Jakarta – Indonesia telah memulai proses penyesuaian regulasi untuk menjadi anggota resmi OECD. Tahapan akses ini akan dijalankan melalui platform khusus yang diberi nama Portal Aksesi OECD. Menteri Keuangan, Sri Mulyani Indrawati, menjelaskan bahwa proses aksesi tersebut melibatkan 26 komite dengan lebih dari 200 indikator yang harus disesuaikan, mencakup berbagai regulasi dan kebijakan, termasuk perpajakan dan sektor keuangan.
Pernyataan ini disampaikan Sri Mulyani setelah menghadiri Rapat Koordinasi Tim Nasional Organisation for Economic Cooperation and Development (OECD) serta peluncuran Portal Aksesi OECD di Kantor Kementerian Koordinator Bidang Perekonomian, Jakarta.
“Dari Kementerian Keuangan, terdapat lebih dari enam aspek yang terkait langsung dengan kami, di antaranya Komite Perpajakan, Komite Anggaran, serta komite-komite yang menangani sektor keuangan, dana pensiun, asuransi, hingga isu lingkungan hidup serta tata kelola dan UMKM,” ujar Sri Mulyani pada Kamis (3/10/2024).
Sri Mulyani menambahkan bahwa pemerintah akan melakukan reformasi menyeluruh untuk menyesuaikan dengan standar-standar OECD. Ia menggarisbawahi bahwa reformasi di sektor keuangan sebenarnya telah dimulai melalui penerbitan Undang-Undang Nomor 4 Tahun 2023 tentang Pengembangan dan Penguatan Sektor Keuangan (UU P2SK).
“Kami sudah melaksanakan beberapa reformasi, seperti pengelolaan APBN, kebijakan fiskal, perpajakan, pengeluaran, pembiayaan, dan juga sektor keuangan melalui UU P2SK yang saat ini sedang dalam tahap implementasi,” ungkapnya.
Walau reformasi sudah berjalan, Sri Mulyani menegaskan bahwa Indonesia masih harus menyesuaikan standar regulasi dengan negara-negara OECD agar setara dengan negara maju.
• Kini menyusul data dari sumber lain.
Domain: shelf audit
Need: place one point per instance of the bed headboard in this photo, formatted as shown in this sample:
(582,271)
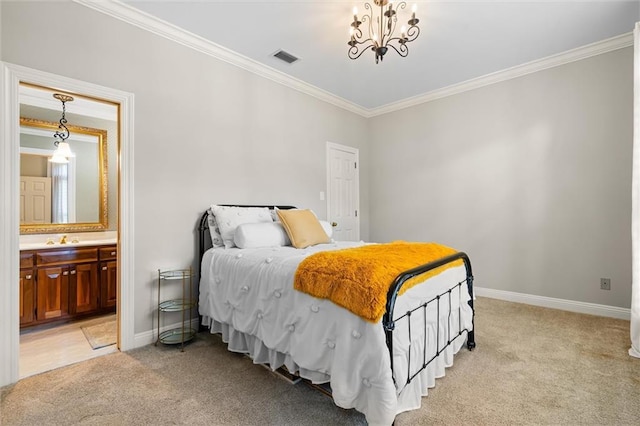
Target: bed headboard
(204,237)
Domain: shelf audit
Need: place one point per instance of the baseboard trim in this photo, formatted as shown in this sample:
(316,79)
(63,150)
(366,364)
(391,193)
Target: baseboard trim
(148,337)
(550,302)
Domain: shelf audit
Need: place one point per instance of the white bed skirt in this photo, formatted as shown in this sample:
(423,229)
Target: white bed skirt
(410,398)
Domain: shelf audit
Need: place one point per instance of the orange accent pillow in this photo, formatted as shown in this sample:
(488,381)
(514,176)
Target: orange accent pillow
(303,228)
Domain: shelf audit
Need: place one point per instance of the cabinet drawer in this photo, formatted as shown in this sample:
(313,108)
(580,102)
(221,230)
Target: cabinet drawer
(26,260)
(58,257)
(108,253)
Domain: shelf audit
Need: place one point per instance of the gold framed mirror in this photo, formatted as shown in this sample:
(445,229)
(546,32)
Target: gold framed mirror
(62,198)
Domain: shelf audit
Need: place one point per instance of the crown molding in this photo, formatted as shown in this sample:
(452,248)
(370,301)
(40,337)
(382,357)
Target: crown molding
(577,54)
(145,21)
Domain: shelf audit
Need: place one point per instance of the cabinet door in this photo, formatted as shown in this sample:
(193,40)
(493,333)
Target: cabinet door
(109,283)
(83,288)
(27,297)
(53,292)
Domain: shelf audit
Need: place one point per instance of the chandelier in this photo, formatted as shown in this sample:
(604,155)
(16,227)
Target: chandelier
(380,30)
(62,152)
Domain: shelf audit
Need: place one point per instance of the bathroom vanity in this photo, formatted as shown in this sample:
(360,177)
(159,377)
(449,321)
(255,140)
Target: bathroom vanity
(67,282)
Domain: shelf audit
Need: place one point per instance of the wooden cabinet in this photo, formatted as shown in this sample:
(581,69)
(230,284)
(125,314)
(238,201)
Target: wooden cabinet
(84,285)
(108,277)
(64,283)
(53,293)
(27,289)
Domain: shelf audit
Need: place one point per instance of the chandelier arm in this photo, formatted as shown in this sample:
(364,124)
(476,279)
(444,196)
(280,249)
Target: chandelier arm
(353,50)
(63,132)
(404,50)
(412,33)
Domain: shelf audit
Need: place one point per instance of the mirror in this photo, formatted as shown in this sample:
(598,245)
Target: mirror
(74,196)
(62,197)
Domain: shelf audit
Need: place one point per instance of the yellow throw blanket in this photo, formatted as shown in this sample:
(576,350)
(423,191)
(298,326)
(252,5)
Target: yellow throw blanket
(358,279)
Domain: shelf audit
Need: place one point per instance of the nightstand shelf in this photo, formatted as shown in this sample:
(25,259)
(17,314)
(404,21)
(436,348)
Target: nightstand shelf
(185,304)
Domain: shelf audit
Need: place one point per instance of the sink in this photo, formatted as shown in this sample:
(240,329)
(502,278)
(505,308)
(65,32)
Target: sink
(88,242)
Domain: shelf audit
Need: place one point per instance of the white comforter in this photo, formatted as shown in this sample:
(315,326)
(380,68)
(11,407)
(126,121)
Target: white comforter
(247,295)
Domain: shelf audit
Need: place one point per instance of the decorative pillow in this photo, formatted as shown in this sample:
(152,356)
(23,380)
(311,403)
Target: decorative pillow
(229,218)
(327,228)
(216,239)
(256,235)
(303,228)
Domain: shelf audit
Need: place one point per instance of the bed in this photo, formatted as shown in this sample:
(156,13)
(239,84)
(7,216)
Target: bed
(381,368)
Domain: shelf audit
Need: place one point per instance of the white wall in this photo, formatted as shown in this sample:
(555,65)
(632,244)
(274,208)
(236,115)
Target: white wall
(531,177)
(205,131)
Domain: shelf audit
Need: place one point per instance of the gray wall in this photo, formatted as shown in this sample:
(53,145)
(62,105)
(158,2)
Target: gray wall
(531,177)
(205,131)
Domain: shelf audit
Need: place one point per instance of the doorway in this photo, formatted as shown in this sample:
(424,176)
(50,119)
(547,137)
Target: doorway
(11,76)
(343,191)
(68,227)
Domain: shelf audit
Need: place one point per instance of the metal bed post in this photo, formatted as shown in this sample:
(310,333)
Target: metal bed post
(389,323)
Proses ini, katanya, akan dilakukan secara berkelanjutan dengan mengacu pada praktik terbaik dari berbagai negara anggota OECD.
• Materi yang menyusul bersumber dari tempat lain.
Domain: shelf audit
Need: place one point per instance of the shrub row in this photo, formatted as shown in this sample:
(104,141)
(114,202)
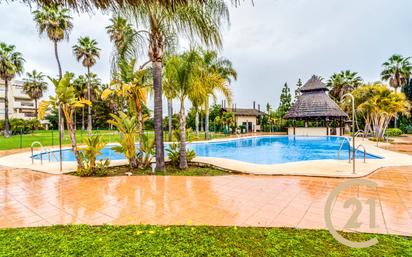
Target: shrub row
(21,125)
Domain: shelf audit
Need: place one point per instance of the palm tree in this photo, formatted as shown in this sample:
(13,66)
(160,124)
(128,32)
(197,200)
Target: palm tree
(127,126)
(181,72)
(343,82)
(217,76)
(66,100)
(87,51)
(80,84)
(132,84)
(195,20)
(91,5)
(170,94)
(56,22)
(397,71)
(34,86)
(11,63)
(378,105)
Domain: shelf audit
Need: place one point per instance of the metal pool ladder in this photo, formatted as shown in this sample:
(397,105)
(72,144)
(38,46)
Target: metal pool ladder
(341,145)
(364,151)
(41,151)
(359,132)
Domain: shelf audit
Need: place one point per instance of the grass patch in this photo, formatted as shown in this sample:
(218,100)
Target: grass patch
(50,138)
(170,171)
(144,240)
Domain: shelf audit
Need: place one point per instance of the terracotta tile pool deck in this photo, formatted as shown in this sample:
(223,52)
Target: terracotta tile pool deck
(29,198)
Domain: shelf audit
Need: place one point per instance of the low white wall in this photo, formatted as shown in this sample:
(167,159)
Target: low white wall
(320,131)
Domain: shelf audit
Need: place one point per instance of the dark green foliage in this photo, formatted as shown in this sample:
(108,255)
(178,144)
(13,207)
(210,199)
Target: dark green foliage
(407,90)
(173,154)
(297,90)
(285,100)
(406,128)
(145,240)
(21,125)
(175,122)
(393,132)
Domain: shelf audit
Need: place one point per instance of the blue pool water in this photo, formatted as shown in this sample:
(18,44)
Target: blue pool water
(259,150)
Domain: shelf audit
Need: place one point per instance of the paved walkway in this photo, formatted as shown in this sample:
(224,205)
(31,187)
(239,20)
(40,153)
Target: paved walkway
(30,198)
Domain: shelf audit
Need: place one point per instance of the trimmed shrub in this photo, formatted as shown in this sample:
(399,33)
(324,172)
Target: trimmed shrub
(393,132)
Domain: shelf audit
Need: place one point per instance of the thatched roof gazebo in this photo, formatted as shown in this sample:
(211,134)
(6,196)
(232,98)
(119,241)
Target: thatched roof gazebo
(314,105)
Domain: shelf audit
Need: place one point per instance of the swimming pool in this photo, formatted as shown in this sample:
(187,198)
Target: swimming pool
(258,150)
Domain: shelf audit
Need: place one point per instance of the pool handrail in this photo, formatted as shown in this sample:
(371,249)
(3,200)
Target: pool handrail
(41,151)
(49,151)
(360,132)
(341,145)
(364,151)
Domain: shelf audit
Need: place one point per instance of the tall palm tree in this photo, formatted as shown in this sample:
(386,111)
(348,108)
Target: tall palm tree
(80,84)
(87,51)
(34,86)
(125,40)
(132,84)
(11,63)
(66,100)
(343,82)
(181,72)
(195,20)
(57,23)
(397,70)
(217,75)
(170,94)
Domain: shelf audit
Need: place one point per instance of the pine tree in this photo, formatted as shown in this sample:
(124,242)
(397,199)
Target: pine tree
(285,100)
(297,90)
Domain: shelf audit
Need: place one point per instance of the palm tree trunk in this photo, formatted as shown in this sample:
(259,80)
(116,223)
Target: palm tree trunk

“Banyak reformasi yang telah kita lakukan sesuai dengan standar OECD, namun dengan benchmarking dan mengacu pada best practice dari berbagai negara, kita bisa mengukur kemajuan yang dicapai. Kita siap melanjutkan proses ini melalui Portal Aksesi OECD yang akan memudahkan pemantauan dan transparansi,” tegasnya.
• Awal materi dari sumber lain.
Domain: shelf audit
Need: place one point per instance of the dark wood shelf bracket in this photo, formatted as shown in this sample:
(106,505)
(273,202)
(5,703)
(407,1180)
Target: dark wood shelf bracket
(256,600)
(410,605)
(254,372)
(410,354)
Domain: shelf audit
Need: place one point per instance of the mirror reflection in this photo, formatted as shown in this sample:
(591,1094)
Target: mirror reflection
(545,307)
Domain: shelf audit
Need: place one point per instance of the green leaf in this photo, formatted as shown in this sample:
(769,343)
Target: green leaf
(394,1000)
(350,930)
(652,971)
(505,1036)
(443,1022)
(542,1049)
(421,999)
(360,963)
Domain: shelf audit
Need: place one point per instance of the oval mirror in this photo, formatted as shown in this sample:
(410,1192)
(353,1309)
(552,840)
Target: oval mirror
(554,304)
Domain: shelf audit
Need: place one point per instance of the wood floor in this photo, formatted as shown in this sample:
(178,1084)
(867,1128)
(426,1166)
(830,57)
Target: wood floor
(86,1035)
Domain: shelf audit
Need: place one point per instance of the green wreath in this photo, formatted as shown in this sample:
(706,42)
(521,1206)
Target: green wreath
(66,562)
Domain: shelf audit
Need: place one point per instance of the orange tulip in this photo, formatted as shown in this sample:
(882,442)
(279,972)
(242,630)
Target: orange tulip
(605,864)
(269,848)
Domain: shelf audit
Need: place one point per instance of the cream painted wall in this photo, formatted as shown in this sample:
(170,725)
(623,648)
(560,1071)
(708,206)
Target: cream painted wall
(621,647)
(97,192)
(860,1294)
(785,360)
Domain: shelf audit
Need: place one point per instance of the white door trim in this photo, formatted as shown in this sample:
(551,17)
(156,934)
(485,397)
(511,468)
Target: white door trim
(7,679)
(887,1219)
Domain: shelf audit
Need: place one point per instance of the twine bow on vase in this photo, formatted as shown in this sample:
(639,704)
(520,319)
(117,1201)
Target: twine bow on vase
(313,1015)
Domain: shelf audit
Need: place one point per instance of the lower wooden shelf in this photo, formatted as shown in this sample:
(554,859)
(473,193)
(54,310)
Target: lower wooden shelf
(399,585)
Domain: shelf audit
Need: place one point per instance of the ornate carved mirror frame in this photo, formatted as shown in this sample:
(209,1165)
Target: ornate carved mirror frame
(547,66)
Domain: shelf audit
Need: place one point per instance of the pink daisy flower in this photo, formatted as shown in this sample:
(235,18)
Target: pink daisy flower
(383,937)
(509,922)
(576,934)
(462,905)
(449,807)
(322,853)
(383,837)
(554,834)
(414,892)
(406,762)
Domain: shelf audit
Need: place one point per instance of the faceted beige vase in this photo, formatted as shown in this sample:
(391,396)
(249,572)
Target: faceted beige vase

Sementara itu, terkait reformasi perpajakan, Kementerian Keuangan berencana menerapkan Global Minimum Tax (GMT) atau Pajak Minimum Global dengan tarif 15% yang disarankan oleh OECD. Namun, untuk pajak kekayaan, saat ini belum ada rencana implementasi.
“Proses penerapan GMT sedang disiapkan. Mengenai pajak atas kekayaan (Wealth Tax), kita belum memiliki keputusan, nanti akan kami cek lebih lanjut,” jelas Kepala Badan Kebijakan Fiskal (BKF) Kementerian Keuangan, Febrio Nathan Kacaribu.